In all of District 8, auto thefts, burglaries, assaults and rapes increased from 2020 to 2021.
From Jan. 1 to March 12, 2022, there were 108 violent crimes — homicides, assaults, sex assaults and robberies — in District 8, according to police. For the same period this year, that number dropped to 80 violent crimes.
From Jan. 1 to March 12, 2022, there were 326 property crimes — burglaries, vehicle break-ins and vehicle thefts — according to police. For the same period this year, there have been 167 property crimes.
Mark Thompson, assistant chief of HPD’s Regional Patrol Bureau, which includes District 8, told the Star- Advertiser in an interview that the patrol district comprises 23 beats, and a minimum of 18 officers are required on the road at any time.
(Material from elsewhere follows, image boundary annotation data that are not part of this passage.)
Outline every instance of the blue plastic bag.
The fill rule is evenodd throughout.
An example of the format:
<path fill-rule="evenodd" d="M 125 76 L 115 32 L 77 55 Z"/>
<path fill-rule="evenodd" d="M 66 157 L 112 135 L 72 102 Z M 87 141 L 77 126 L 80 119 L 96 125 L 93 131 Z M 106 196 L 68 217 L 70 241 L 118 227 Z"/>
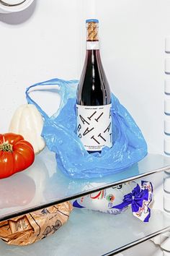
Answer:
<path fill-rule="evenodd" d="M 49 117 L 30 98 L 35 87 L 58 85 L 59 109 Z M 114 145 L 101 153 L 86 152 L 76 134 L 76 93 L 78 81 L 53 79 L 30 86 L 26 90 L 29 103 L 35 104 L 44 117 L 42 136 L 50 150 L 55 153 L 58 168 L 76 179 L 102 177 L 127 168 L 143 158 L 147 145 L 128 111 L 112 94 L 112 119 Z M 36 88 L 36 90 L 37 88 Z"/>

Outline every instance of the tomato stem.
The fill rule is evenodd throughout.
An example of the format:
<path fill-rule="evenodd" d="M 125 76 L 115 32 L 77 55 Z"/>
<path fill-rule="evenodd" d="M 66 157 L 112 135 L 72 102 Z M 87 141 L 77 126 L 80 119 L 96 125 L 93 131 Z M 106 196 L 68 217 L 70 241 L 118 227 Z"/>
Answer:
<path fill-rule="evenodd" d="M 8 142 L 4 142 L 0 145 L 0 150 L 6 152 L 12 152 L 12 145 Z"/>

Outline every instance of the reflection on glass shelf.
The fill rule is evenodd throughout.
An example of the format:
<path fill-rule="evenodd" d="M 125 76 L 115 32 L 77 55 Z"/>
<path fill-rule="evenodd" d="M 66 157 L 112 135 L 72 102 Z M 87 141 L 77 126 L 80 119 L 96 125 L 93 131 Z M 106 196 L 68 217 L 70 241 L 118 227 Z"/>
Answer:
<path fill-rule="evenodd" d="M 19 247 L 0 242 L 0 255 L 109 255 L 169 229 L 170 217 L 160 210 L 153 210 L 150 222 L 143 223 L 130 209 L 117 216 L 74 209 L 66 224 L 34 244 Z"/>
<path fill-rule="evenodd" d="M 170 158 L 148 154 L 119 174 L 104 178 L 73 179 L 57 168 L 55 154 L 46 148 L 27 170 L 0 180 L 0 221 L 166 171 L 169 166 Z"/>

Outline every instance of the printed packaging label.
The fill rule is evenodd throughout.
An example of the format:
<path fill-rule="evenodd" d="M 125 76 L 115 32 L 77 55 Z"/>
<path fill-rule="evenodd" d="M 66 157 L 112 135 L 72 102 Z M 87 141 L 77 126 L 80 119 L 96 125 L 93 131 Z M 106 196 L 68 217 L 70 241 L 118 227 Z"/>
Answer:
<path fill-rule="evenodd" d="M 112 148 L 111 106 L 76 105 L 77 135 L 87 151 Z"/>

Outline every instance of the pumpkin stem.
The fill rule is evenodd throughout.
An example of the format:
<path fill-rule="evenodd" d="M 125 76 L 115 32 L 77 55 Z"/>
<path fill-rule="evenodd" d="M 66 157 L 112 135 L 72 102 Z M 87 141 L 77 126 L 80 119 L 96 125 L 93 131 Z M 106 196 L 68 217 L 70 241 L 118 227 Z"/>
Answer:
<path fill-rule="evenodd" d="M 12 152 L 12 145 L 8 142 L 4 142 L 0 145 L 0 150 L 6 151 L 6 152 Z"/>

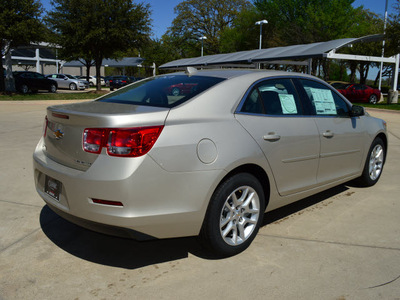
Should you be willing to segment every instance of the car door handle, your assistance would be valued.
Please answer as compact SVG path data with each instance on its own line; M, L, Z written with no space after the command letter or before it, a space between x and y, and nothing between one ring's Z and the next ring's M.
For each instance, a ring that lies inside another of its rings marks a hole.
M263 139L266 141L275 142L281 139L281 136L278 134L267 134L263 136Z
M333 132L330 130L325 131L322 135L326 138L332 138L334 136Z

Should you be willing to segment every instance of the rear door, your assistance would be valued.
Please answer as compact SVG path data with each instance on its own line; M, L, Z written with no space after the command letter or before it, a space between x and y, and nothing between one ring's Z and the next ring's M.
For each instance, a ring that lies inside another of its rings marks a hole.
M299 79L297 84L313 110L319 132L318 183L329 183L359 172L366 135L363 119L350 117L350 105L328 85L309 79Z
M313 116L303 114L290 79L267 79L254 85L238 108L237 120L259 144L281 195L317 183L320 139Z

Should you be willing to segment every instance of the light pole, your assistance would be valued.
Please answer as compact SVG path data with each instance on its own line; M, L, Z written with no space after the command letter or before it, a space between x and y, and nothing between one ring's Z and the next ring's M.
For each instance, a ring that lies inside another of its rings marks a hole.
M203 56L203 41L206 39L206 36L199 37L199 40L201 40L201 56Z
M386 22L387 22L387 1L386 0L386 5L385 5L385 21L383 23L383 35L385 35L386 33ZM382 41L382 58L385 56L385 38L383 38ZM379 71L379 87L378 89L381 90L381 86L382 86L382 69L383 69L383 61L381 61L381 68Z
M256 25L260 25L260 49L261 49L261 41L262 41L262 24L268 24L267 20L257 21Z

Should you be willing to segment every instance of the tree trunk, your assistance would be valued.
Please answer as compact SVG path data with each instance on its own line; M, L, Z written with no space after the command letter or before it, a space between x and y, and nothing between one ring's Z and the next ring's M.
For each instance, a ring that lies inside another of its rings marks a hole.
M96 58L96 90L101 91L101 63L103 62L102 57Z
M15 93L15 81L12 76L12 60L11 60L11 44L6 42L5 45L5 63L6 63L6 80L5 80L5 91L9 93Z

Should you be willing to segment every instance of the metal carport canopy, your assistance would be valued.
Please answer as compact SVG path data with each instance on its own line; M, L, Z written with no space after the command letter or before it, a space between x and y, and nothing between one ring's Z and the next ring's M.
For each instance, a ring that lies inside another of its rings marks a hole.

District 8 is divided into four patrol sectors. Kaena Point to Maili Road is Sector 1. Sector 2 is the Maili and Nanakuli areas up to the Waimanalo Gulch. Sector 3 includes Makakilo, Campbell Industrial Park and Barbers Point. Sector 4 is the Kapili area by old Ewa.
In addition to the 18 officers on the street, three officers staff the Waianae station, Kapolei station and Kapolei receiving desk. Officers from other districts are always available to help, and officers are not restricted to their assigned sectors.
“On any given day in D-8, there are going to be 21 officers (on duty),” Thompson said. “Everybody is covering each other’s back. There is never going to be a time where we are on skeleton (crew) and nobody is available. Somebody is always going to be available.”
It would take a minimum of 130 and, ideally, 150 uniformed officers and civilian support staff to stand up a new patrol district, Thompson said. A new district would need a major, a captain, detectives and civilian support staff.
A stand-alone District 9 would be two different patrol sectors with six beats in each for a total of 12.
“It would be really, really hard to be short (374 officers departmentwide) and try to ask for those 130 positions from everybody else,” Thompson said. “The Police Department is fighting for the same people all of these other businesses (in Honolulu) are fighting for.”